Eon.io secures major funding as enterprises reevaluate Value of their backup data
As ransomware attacks become more common in the organizations’ environment, the need for backups in an immutable format has gained a lot of attention. The round, led by investor Elad Gil with support from several major venture firms, lifts the company’s valuation to 4 billion dollars. While funding milestones in the data management space are not uncommon, the scale of this raise reflects broader concerns inside enterprises that now view stored backups as more than passive archives.
The company’s platform was initially built to reduce storage costs for cloud based backups, a task that has become more complicated as data volumes continue to accelerate. Over time, however, Eon has found itself addressing a different set of expectations.
Administrators want backups that remain usable even when attacks compromise production systems, and they also want to avoid paying for duplicate copies of data they rarely touch. This has pushed many teams to look for ways to gain more insight without moving files into separate analytics environments.
Eon’s approach relies on placing data in lower cost cloud tiers while using incremental methods that avoid preserving unnecessary duplicates. With organizations constantly targeted by ransomware attacks, the unchangeable nature of these backups has gained a lot of importance recently. Administrators who once assumed their recovery copies were safe have learned otherwise, pushing them to demand systems that can flag malicious patterns before an infected file moves into production again.
The platform also restructures database backups into Apache Parquet, which offers compression and data skipping features that support faster queries.
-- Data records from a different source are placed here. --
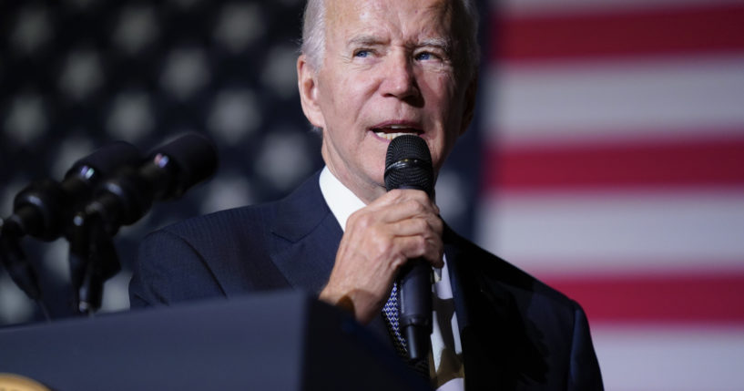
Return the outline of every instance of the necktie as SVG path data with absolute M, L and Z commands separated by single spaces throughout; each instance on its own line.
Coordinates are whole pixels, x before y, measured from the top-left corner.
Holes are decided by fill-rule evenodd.
M 408 365 L 416 372 L 421 374 L 424 378 L 429 378 L 429 361 L 421 360 L 416 363 L 408 362 L 408 347 L 405 344 L 405 339 L 401 335 L 401 329 L 398 324 L 398 282 L 392 283 L 392 292 L 390 293 L 390 297 L 382 307 L 382 315 L 387 322 L 388 332 L 392 337 L 392 343 L 395 345 L 395 350 Z
M 398 326 L 398 282 L 392 283 L 392 292 L 390 293 L 385 306 L 382 307 L 382 315 L 385 318 L 385 324 L 388 326 L 388 332 L 392 337 L 392 343 L 395 345 L 395 350 L 403 358 L 408 358 L 408 349 L 405 345 L 405 340 L 401 335 L 401 329 Z

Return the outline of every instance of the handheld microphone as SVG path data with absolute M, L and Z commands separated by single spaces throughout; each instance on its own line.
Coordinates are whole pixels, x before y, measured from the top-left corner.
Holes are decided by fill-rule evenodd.
M 434 174 L 426 141 L 418 136 L 396 137 L 385 156 L 385 188 L 415 189 L 431 198 Z M 398 274 L 398 324 L 412 362 L 426 359 L 431 350 L 432 269 L 423 259 L 409 260 Z

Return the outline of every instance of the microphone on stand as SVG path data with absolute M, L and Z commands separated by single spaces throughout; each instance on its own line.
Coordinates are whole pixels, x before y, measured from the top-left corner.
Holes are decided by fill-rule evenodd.
M 111 238 L 145 216 L 156 201 L 180 197 L 207 180 L 218 166 L 212 141 L 187 133 L 156 148 L 144 163 L 105 180 L 75 215 L 70 229 L 70 277 L 80 313 L 101 306 L 103 283 L 120 265 Z
M 104 146 L 78 159 L 62 182 L 35 180 L 14 199 L 13 214 L 0 219 L 0 261 L 11 279 L 32 300 L 41 303 L 38 278 L 20 246 L 25 235 L 51 242 L 66 235 L 76 207 L 86 202 L 96 185 L 122 167 L 141 160 L 139 150 L 125 141 Z
M 385 156 L 385 188 L 415 189 L 433 195 L 434 174 L 429 147 L 422 138 L 393 139 Z M 398 273 L 398 324 L 411 362 L 429 356 L 432 334 L 432 268 L 423 259 L 409 260 Z

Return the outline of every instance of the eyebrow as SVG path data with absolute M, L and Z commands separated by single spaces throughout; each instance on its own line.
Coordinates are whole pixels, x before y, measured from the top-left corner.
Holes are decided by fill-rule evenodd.
M 346 42 L 347 47 L 349 46 L 375 46 L 381 45 L 383 43 L 383 39 L 381 39 L 378 36 L 354 36 L 349 41 Z M 441 37 L 433 37 L 433 38 L 424 38 L 419 42 L 417 42 L 415 46 L 433 46 L 437 47 L 441 50 L 443 50 L 445 53 L 450 52 L 450 48 L 452 47 L 452 43 L 449 39 L 441 38 Z

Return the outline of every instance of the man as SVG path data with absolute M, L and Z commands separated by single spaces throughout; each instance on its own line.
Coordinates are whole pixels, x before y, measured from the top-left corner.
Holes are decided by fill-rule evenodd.
M 424 192 L 385 190 L 392 138 L 421 137 L 438 172 L 469 125 L 475 20 L 464 0 L 311 0 L 298 85 L 326 168 L 280 201 L 151 234 L 132 305 L 291 287 L 348 310 L 392 348 L 381 310 L 401 266 L 423 258 L 436 280 L 435 386 L 601 389 L 578 304 L 457 236 Z

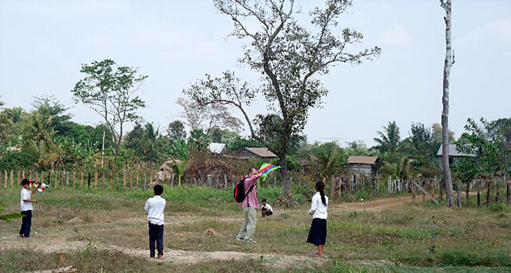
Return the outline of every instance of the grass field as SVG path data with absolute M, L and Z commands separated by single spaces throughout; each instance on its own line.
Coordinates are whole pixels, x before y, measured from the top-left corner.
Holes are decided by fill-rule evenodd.
M 511 210 L 503 204 L 475 208 L 472 197 L 472 208 L 448 209 L 419 197 L 414 204 L 403 197 L 352 203 L 332 199 L 328 258 L 314 259 L 308 257 L 314 246 L 305 243 L 312 220 L 306 190 L 295 188 L 301 204 L 289 207 L 272 203 L 279 190 L 258 190 L 276 213 L 258 219 L 256 243 L 248 244 L 234 239 L 243 219 L 231 190 L 165 188 L 165 255 L 154 260 L 148 258 L 143 210 L 150 190 L 50 188 L 33 195 L 40 202 L 29 240 L 16 237 L 20 220 L 0 223 L 0 272 L 54 268 L 61 250 L 81 272 L 511 270 Z M 4 213 L 17 212 L 19 202 L 19 188 L 0 189 Z M 214 234 L 206 234 L 208 228 Z

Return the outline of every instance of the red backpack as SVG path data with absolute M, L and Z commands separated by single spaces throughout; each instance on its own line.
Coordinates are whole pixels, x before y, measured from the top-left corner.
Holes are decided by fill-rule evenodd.
M 250 188 L 250 190 L 246 192 L 247 194 L 248 194 L 248 192 L 252 190 L 255 184 L 252 185 L 252 186 Z M 239 181 L 239 182 L 237 183 L 236 186 L 234 186 L 234 201 L 236 201 L 237 203 L 242 202 L 243 200 L 244 200 L 246 197 L 246 195 L 245 195 L 245 178 L 244 177 L 241 177 L 241 179 Z

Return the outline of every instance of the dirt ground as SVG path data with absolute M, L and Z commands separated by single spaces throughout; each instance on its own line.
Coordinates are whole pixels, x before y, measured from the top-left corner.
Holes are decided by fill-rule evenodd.
M 419 202 L 417 198 L 417 202 Z M 335 204 L 332 206 L 331 209 L 342 210 L 343 211 L 378 211 L 386 209 L 393 209 L 396 206 L 402 205 L 411 201 L 410 197 L 400 197 L 394 198 L 386 198 L 370 202 L 360 202 L 356 203 L 340 203 Z M 421 202 L 421 200 L 420 200 Z M 115 220 L 106 222 L 99 225 L 87 224 L 83 223 L 83 220 L 79 218 L 74 218 L 69 221 L 74 224 L 83 225 L 88 226 L 88 228 L 97 228 L 98 232 L 101 230 L 108 230 L 109 228 L 115 229 L 130 229 L 133 225 L 143 224 L 146 220 L 143 218 L 132 217 L 127 216 L 126 218 L 118 218 Z M 187 217 L 179 218 L 170 217 L 168 223 L 172 225 L 181 225 L 186 223 L 193 223 L 197 220 L 208 220 L 207 217 Z M 239 222 L 243 221 L 242 218 L 211 218 L 211 220 L 218 220 L 220 222 Z M 97 225 L 97 226 L 96 226 Z M 58 236 L 55 236 L 55 232 L 58 233 Z M 178 235 L 183 235 L 178 234 Z M 204 236 L 209 236 L 204 234 Z M 219 236 L 223 236 L 220 234 Z M 225 240 L 232 240 L 232 238 L 225 237 Z M 20 244 L 21 242 L 21 244 Z M 129 254 L 134 257 L 141 258 L 148 258 L 148 251 L 146 248 L 132 248 L 125 246 L 119 246 L 114 243 L 105 243 L 101 241 L 90 241 L 86 239 L 78 239 L 75 234 L 71 231 L 59 230 L 55 229 L 53 230 L 40 231 L 39 234 L 33 236 L 29 240 L 21 241 L 17 238 L 15 234 L 4 234 L 0 237 L 0 250 L 8 250 L 29 248 L 43 253 L 52 253 L 59 251 L 71 251 L 76 249 L 78 247 L 85 247 L 90 245 L 99 249 L 105 249 L 109 251 L 122 251 L 124 253 Z M 276 255 L 267 253 L 244 253 L 237 251 L 191 251 L 173 250 L 169 248 L 165 248 L 165 255 L 163 258 L 158 260 L 158 262 L 172 262 L 173 263 L 195 263 L 201 262 L 211 260 L 236 260 L 244 258 L 253 259 L 260 259 L 263 257 L 267 261 L 269 265 L 274 267 L 286 267 L 289 265 L 300 265 L 301 263 L 310 265 L 311 262 L 321 263 L 324 259 L 315 259 L 309 257 L 288 255 Z

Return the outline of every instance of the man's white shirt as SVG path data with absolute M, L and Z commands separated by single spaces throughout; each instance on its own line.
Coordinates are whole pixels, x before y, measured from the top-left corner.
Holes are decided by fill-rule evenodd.
M 325 196 L 326 204 L 328 204 L 328 197 Z M 326 212 L 326 207 L 321 202 L 321 195 L 319 192 L 316 192 L 312 197 L 312 203 L 311 203 L 311 209 L 309 210 L 309 214 L 314 213 L 313 218 L 318 218 L 320 219 L 326 219 L 328 213 Z
M 34 210 L 32 203 L 30 202 L 24 202 L 23 200 L 30 200 L 30 196 L 32 192 L 23 188 L 21 189 L 21 201 L 20 202 L 20 210 L 22 211 Z
M 149 198 L 146 202 L 144 208 L 147 214 L 147 220 L 153 225 L 161 225 L 164 223 L 163 220 L 163 211 L 165 209 L 166 201 L 160 195 L 155 195 Z

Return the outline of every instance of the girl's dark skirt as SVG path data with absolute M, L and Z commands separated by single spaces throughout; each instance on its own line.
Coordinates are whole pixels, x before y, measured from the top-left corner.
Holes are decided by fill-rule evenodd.
M 309 231 L 307 243 L 321 246 L 326 242 L 326 219 L 315 218 L 312 219 L 311 230 Z

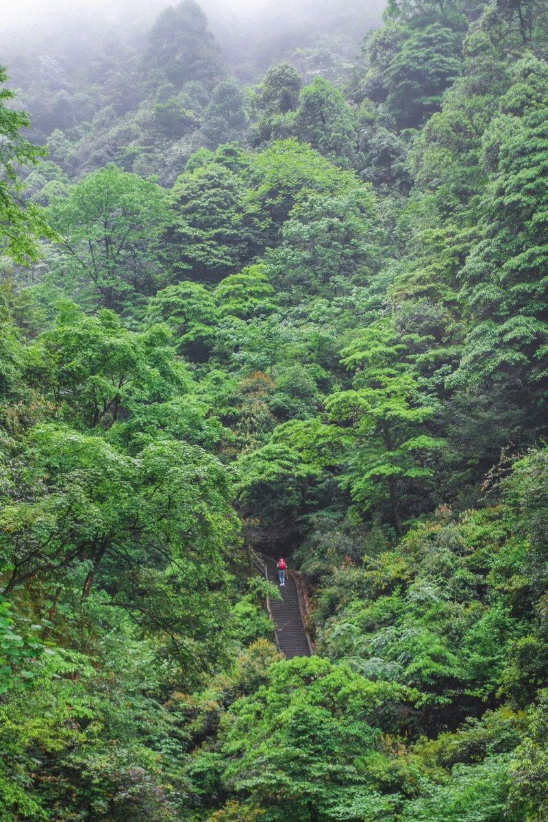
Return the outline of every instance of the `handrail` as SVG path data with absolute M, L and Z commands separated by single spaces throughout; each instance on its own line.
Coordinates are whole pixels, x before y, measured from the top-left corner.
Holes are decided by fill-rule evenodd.
M 311 652 L 311 656 L 313 657 L 315 653 L 314 644 L 312 643 L 312 640 L 308 635 L 308 631 L 306 630 L 306 628 L 308 627 L 308 620 L 306 618 L 307 617 L 306 608 L 305 607 L 304 596 L 302 589 L 302 581 L 301 580 L 300 575 L 296 574 L 294 571 L 293 571 L 293 579 L 295 580 L 295 584 L 297 585 L 297 598 L 298 599 L 299 603 L 299 611 L 301 612 L 301 620 L 302 621 L 302 627 L 304 628 L 305 630 L 305 636 L 306 637 L 306 642 L 308 643 L 308 649 Z
M 253 548 L 251 549 L 251 559 L 252 559 L 253 562 L 255 563 L 256 566 L 257 566 L 259 568 L 260 570 L 262 570 L 262 573 L 265 575 L 265 579 L 268 582 L 269 570 L 268 570 L 268 566 L 266 565 L 266 562 L 263 561 L 262 557 L 259 554 L 256 553 L 256 552 L 254 551 Z M 279 652 L 280 653 L 282 653 L 283 652 L 282 652 L 281 648 L 279 647 L 279 640 L 278 639 L 278 631 L 276 630 L 276 623 L 274 622 L 274 614 L 272 613 L 272 607 L 270 607 L 270 598 L 269 598 L 269 596 L 268 594 L 268 592 L 266 593 L 266 610 L 268 612 L 270 621 L 272 622 L 272 624 L 274 626 L 274 640 L 276 640 L 276 646 L 278 648 Z

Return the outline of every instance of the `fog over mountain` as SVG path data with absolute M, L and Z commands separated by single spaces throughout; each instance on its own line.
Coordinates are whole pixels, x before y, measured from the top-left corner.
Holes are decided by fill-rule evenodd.
M 0 12 L 0 62 L 21 54 L 66 56 L 85 61 L 117 43 L 137 49 L 165 0 L 20 0 Z M 282 53 L 326 35 L 343 37 L 347 51 L 380 25 L 384 0 L 200 0 L 228 62 L 243 62 L 253 50 L 265 64 Z M 250 44 L 252 45 L 250 46 Z M 110 48 L 110 46 L 108 46 Z M 15 79 L 15 78 L 14 78 Z

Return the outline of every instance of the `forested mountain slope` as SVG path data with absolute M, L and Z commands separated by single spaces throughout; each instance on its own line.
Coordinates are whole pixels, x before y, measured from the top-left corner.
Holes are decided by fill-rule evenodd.
M 2 72 L 2 822 L 546 819 L 548 12 L 333 25 Z

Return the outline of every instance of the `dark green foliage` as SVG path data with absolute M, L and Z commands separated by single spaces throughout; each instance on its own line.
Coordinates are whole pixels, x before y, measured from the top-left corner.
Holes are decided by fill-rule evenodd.
M 167 78 L 177 88 L 199 81 L 213 87 L 222 74 L 219 47 L 207 18 L 194 0 L 182 0 L 164 9 L 150 31 L 144 67 L 151 81 Z
M 350 76 L 328 7 L 18 58 L 2 822 L 546 818 L 546 3 L 391 0 Z

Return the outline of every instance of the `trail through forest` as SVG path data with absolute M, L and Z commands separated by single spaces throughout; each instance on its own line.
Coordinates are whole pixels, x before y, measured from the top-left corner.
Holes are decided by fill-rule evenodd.
M 276 563 L 270 556 L 263 556 L 266 578 L 278 582 Z M 311 646 L 305 633 L 299 594 L 292 572 L 286 573 L 285 585 L 279 589 L 283 598 L 270 600 L 272 618 L 276 626 L 276 637 L 280 651 L 287 659 L 292 657 L 309 657 Z

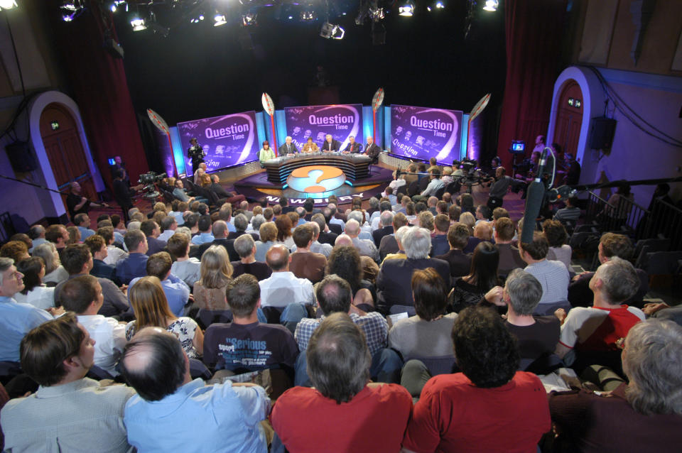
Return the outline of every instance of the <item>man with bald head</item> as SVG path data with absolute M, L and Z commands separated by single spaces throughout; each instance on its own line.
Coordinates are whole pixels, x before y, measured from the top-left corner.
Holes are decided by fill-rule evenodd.
M 192 380 L 178 339 L 146 327 L 126 345 L 120 362 L 137 391 L 125 408 L 128 442 L 138 451 L 268 451 L 260 422 L 270 411 L 265 391 L 250 383 L 205 386 Z
M 377 246 L 374 245 L 374 241 L 358 237 L 360 234 L 360 224 L 357 220 L 351 219 L 346 222 L 344 233 L 350 237 L 353 246 L 357 249 L 360 255 L 369 256 L 375 261 L 379 259 L 379 251 L 377 250 Z
M 272 275 L 260 282 L 261 306 L 286 307 L 291 303 L 313 304 L 313 283 L 298 278 L 289 271 L 291 256 L 282 244 L 274 245 L 266 253 L 265 261 L 272 269 Z

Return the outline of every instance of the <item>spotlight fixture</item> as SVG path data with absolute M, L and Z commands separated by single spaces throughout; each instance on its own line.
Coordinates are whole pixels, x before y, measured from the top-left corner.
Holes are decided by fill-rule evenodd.
M 487 11 L 496 11 L 499 6 L 499 1 L 498 1 L 498 0 L 485 0 L 485 6 L 483 6 L 483 10 Z
M 215 16 L 213 16 L 213 21 L 214 27 L 220 27 L 221 25 L 227 23 L 227 21 L 225 20 L 225 15 L 220 13 L 215 13 Z
M 247 13 L 242 16 L 242 25 L 249 27 L 256 25 L 256 13 Z
M 137 13 L 133 15 L 133 18 L 130 20 L 130 25 L 133 27 L 133 31 L 141 31 L 147 29 L 147 26 L 144 23 L 144 19 Z
M 304 11 L 301 13 L 301 21 L 314 21 L 318 18 L 317 14 L 315 13 L 314 11 L 308 10 Z
M 398 15 L 405 17 L 411 17 L 414 14 L 414 3 L 412 0 L 406 0 L 401 6 L 398 7 Z
M 14 0 L 0 0 L 0 9 L 11 9 L 16 6 Z
M 337 25 L 325 22 L 320 30 L 320 36 L 325 39 L 343 39 L 345 31 Z

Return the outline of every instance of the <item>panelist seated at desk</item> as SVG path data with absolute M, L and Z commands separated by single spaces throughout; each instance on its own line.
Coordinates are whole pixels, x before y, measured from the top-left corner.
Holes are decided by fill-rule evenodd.
M 341 151 L 344 154 L 354 154 L 356 153 L 360 152 L 361 145 L 355 141 L 355 137 L 353 136 L 348 136 L 348 144 L 346 145 L 346 147 L 343 148 L 343 151 Z
M 287 136 L 284 139 L 284 144 L 279 147 L 279 155 L 285 155 L 287 154 L 295 154 L 298 153 L 296 146 L 291 143 L 291 137 Z
M 325 141 L 322 143 L 323 152 L 338 151 L 340 148 L 341 148 L 341 143 L 339 143 L 339 141 L 334 140 L 332 134 L 328 133 L 325 137 Z
M 308 141 L 306 141 L 303 147 L 301 148 L 301 153 L 316 153 L 319 151 L 320 148 L 317 143 L 313 141 L 313 137 L 308 137 Z
M 258 160 L 263 163 L 266 160 L 275 158 L 275 151 L 270 148 L 270 142 L 267 140 L 263 142 L 263 148 L 258 152 Z

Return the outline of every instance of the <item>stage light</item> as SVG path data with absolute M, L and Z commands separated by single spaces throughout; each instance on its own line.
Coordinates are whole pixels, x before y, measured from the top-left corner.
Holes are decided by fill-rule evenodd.
M 220 13 L 215 13 L 215 16 L 213 17 L 213 21 L 214 27 L 220 27 L 221 25 L 227 23 L 227 21 L 225 20 L 224 14 L 221 14 Z
M 325 22 L 320 30 L 320 36 L 325 39 L 343 39 L 345 31 L 337 25 Z
M 245 27 L 256 25 L 256 13 L 247 13 L 242 16 L 242 25 Z
M 398 7 L 398 15 L 405 17 L 411 17 L 414 14 L 414 3 L 412 0 L 407 0 L 401 6 Z
M 141 31 L 147 29 L 147 26 L 144 23 L 144 19 L 140 17 L 139 14 L 133 15 L 133 18 L 130 20 L 130 25 L 133 27 L 133 31 Z
M 317 15 L 313 11 L 304 11 L 301 13 L 301 21 L 314 21 L 318 18 Z
M 485 6 L 483 6 L 483 10 L 487 11 L 496 11 L 499 6 L 499 1 L 498 1 L 498 0 L 485 0 Z
M 0 0 L 0 9 L 11 9 L 16 6 L 14 0 Z

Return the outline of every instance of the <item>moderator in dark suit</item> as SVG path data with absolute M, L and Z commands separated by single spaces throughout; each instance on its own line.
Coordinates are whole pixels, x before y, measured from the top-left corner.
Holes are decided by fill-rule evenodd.
M 450 275 L 453 277 L 468 275 L 471 271 L 471 256 L 458 249 L 451 249 L 444 255 L 435 258 L 445 260 L 450 264 Z
M 414 306 L 411 286 L 412 273 L 426 268 L 435 269 L 446 283 L 450 280 L 450 265 L 441 259 L 408 258 L 384 261 L 377 277 L 377 310 L 387 314 L 393 305 Z
M 386 234 L 392 234 L 393 225 L 389 225 L 383 228 L 377 228 L 372 232 L 372 238 L 374 240 L 374 245 L 379 248 L 379 246 L 381 245 L 381 239 L 384 239 L 384 236 Z
M 279 153 L 278 153 L 278 155 L 284 155 L 285 154 L 290 154 L 290 153 L 298 153 L 298 150 L 296 149 L 296 146 L 294 145 L 293 143 L 289 144 L 284 143 L 283 145 L 279 147 Z
M 364 151 L 362 151 L 364 153 L 367 154 L 369 158 L 374 160 L 379 154 L 381 152 L 381 148 L 377 146 L 377 143 L 372 142 L 371 145 L 367 145 L 364 147 Z
M 323 151 L 337 151 L 340 148 L 341 148 L 341 143 L 338 140 L 334 140 L 333 138 L 332 138 L 332 143 L 325 140 L 320 146 L 320 149 Z
M 147 250 L 147 256 L 151 256 L 154 253 L 163 251 L 163 249 L 166 249 L 166 241 L 161 241 L 161 239 L 148 236 L 147 245 L 149 246 Z
M 343 148 L 344 153 L 359 153 L 360 152 L 360 144 L 357 141 L 354 141 L 352 143 L 350 143 L 346 145 L 346 147 Z

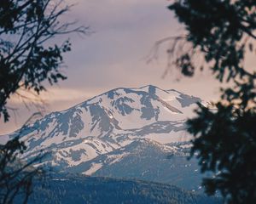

Although this format is not new, the ability to run SQL queries directly on backups without relocating them has attracted interest from teams trying to understand historical patterns without heavy overhead.
Eon’s leadership says customers often struggle with the finer points of retention rules, especially when different departments follow distinct policies. The platform attempts to classify records and adjust storage timelines automatically, reducing the amount of manual sorting that typically slows compliance reviews.
With the funding round complete, the company plans to expand engineering efforts and strengthen ties with major public cloud providers. It also expects to increase its footprint in the United States as more businesses reevaluate how operational and backup data fit into long term analytics strategies.